Working closely with law enforcement and community partners, such as Alberta Law Enforcement Response Teams (ALERT) and the Centre to End All Sexual Exploitation (CEASE), the project will help identify locations where individuals may be at increased risk of being trafficked.
“That in turn can help provide interventions and immediate safety and transitional support for the victims of this terrible crime,” Blair said.
The funding also will help REACH Edmonton, an organization focusing on increasing community safety and inclusion, to develop a curriculum and Albertaspecific training for front-line workers who may come across victims of human trafficking.
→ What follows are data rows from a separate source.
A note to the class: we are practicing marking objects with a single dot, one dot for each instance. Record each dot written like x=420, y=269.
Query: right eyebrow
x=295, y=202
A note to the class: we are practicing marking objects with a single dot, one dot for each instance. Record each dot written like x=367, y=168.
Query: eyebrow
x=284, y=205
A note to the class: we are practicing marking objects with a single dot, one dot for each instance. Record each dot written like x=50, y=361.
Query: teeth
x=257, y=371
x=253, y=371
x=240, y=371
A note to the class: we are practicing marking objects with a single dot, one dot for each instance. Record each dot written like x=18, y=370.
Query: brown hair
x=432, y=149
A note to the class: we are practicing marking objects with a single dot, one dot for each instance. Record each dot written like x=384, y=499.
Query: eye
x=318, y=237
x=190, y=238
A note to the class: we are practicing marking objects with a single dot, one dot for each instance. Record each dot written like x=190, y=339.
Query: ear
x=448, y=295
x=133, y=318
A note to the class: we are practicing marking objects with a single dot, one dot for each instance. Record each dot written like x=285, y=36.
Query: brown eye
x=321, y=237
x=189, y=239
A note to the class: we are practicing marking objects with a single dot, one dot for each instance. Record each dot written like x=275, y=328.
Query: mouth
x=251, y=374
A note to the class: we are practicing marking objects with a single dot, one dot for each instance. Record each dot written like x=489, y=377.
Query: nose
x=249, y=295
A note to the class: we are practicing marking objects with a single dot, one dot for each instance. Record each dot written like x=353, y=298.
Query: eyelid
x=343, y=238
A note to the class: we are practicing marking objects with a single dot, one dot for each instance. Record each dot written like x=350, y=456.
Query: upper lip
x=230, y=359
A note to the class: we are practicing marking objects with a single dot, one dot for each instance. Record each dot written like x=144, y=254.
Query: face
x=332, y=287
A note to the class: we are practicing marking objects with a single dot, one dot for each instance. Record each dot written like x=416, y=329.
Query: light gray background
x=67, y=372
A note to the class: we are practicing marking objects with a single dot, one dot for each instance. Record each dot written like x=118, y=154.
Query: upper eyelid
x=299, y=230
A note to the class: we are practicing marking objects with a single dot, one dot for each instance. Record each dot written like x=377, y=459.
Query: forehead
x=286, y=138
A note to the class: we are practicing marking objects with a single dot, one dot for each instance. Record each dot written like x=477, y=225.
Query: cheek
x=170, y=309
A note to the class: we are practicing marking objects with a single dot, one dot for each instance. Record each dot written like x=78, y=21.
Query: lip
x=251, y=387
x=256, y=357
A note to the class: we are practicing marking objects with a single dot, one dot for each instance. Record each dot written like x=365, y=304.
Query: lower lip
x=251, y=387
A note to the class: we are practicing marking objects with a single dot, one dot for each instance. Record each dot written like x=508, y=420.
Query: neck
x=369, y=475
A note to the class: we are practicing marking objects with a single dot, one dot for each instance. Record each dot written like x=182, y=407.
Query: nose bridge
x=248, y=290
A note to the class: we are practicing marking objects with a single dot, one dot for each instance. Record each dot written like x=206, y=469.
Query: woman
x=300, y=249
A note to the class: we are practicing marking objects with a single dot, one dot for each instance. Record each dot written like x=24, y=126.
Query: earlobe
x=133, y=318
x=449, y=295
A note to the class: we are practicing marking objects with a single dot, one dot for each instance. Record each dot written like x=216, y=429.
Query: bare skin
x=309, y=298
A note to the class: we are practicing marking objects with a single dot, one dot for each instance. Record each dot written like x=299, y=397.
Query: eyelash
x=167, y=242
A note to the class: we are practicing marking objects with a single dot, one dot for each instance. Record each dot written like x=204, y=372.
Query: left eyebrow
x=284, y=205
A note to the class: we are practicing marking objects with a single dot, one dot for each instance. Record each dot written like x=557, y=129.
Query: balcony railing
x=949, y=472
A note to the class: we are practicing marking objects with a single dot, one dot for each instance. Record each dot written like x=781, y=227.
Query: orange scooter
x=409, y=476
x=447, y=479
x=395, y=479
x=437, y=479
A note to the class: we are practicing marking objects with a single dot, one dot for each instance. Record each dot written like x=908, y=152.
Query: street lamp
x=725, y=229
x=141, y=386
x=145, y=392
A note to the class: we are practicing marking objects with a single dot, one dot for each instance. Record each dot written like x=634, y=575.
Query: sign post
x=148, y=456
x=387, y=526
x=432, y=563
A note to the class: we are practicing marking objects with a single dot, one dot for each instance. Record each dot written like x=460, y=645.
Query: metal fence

“This curriculum will increase the capacity of law enforcement, service providers and shelter workers to meet the needs of victims of human trafficking in a way that is trauma-informed and sensitive to the victim's lived experience.”
Between 2009 to 2016, according to Statistics Canada data, 8.2 per cent of all of Canada's human trafficking cases were reported in Alberta.
That number is behind Quebec, at 13.6 per cent, and Ontario, at 65.8 per cent.
Jan Fox, executive director of REACH Edmonton, said she has heard anecdotally that trafficking has gone underground and become much worse through the COVID -19 pandemic.